Dr. Widroe's book, a first person memoir written with Ron Kenner, has pages that will rouse your anger. About the inhumanity of the mental health world of the `50s, "Hospital of Horrors" was written from the perspective of a man who tells us he was a medical student, not yet a bona fide doctor, when he was told after signing on as a research assistant at "Freud II" that he would, in fact, be charged with the care of about eighty patients on a ward filled with very seriously mentally ill men and women. Widroe bears witness to the horrors inflicted upon these patients and those in other wards at the time, and to his feeling of helplessness over changing the system.

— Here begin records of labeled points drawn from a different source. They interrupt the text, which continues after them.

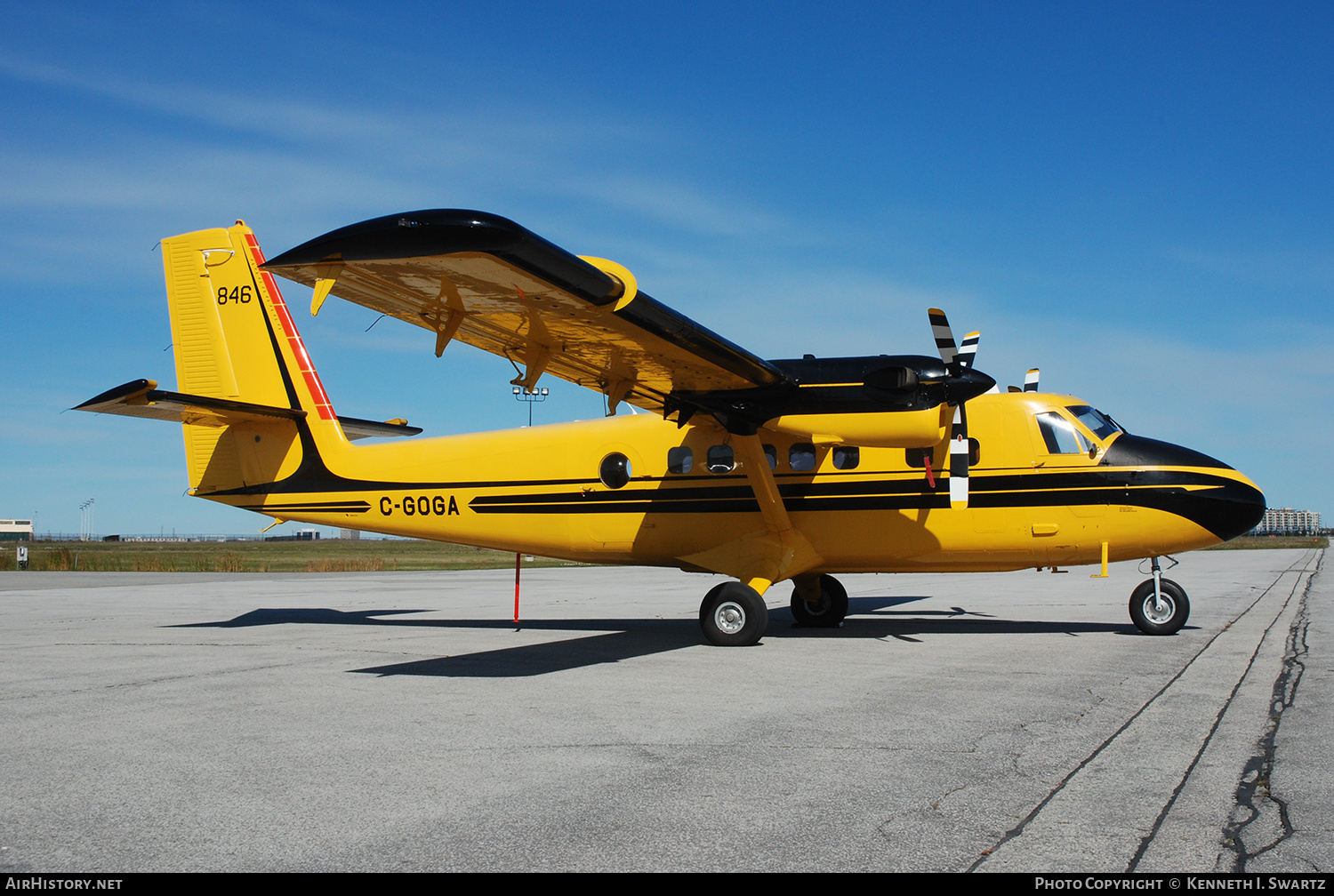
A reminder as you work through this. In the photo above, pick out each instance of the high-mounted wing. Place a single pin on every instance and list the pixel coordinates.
(487, 282)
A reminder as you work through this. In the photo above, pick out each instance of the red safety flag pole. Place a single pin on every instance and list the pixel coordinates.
(517, 559)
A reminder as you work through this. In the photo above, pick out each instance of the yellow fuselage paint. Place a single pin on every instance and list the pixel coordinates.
(536, 490)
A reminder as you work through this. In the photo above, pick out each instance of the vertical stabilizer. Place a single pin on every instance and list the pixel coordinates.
(234, 339)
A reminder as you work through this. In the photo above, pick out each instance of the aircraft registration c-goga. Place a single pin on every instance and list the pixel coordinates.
(765, 471)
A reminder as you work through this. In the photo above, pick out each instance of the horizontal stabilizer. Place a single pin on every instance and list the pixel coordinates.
(143, 399)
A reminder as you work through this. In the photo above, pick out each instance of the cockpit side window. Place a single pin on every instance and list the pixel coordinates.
(1098, 423)
(1061, 435)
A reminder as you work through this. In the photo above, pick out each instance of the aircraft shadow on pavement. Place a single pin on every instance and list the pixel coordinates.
(623, 639)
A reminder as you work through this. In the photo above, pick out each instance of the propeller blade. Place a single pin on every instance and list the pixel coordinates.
(968, 349)
(944, 336)
(960, 459)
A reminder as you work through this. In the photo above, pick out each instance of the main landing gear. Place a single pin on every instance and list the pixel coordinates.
(733, 615)
(1158, 605)
(819, 602)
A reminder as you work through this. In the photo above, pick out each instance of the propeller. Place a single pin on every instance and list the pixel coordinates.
(955, 362)
(1030, 381)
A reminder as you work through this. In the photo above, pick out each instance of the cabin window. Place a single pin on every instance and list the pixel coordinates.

Today, he writes, we have medicines to hasten a move toward normalcy that wasn't even deemed possible then. Widroe's account of the way things were then vs. the way they are now, which he juxtaposes in the final chapter of his book, point up his positive take on mental health today: while undoubtedly there are problems with mental health care, we have come a long way from those nightmarish times he observed first-hand a half century ago
Severely mentally ill people were warehoused at institutions in the 1950s and treated as sub-human. The author was a medical student who signed on as a research assistant at Manteno State Hospital when he witnessed shock treatments and worse. He felt helpless working in a system he could not change and so kept a diary of everything he saw and experienced. The author expresses that today, while the system is still not perfect, having the medications we do have greatly increased the ability of the mentally ill to manage their disease and live a normal life.
This is a book for those who are interested in the history of the treatment of America’s mentally ill population who were institutionalized for “their own good”.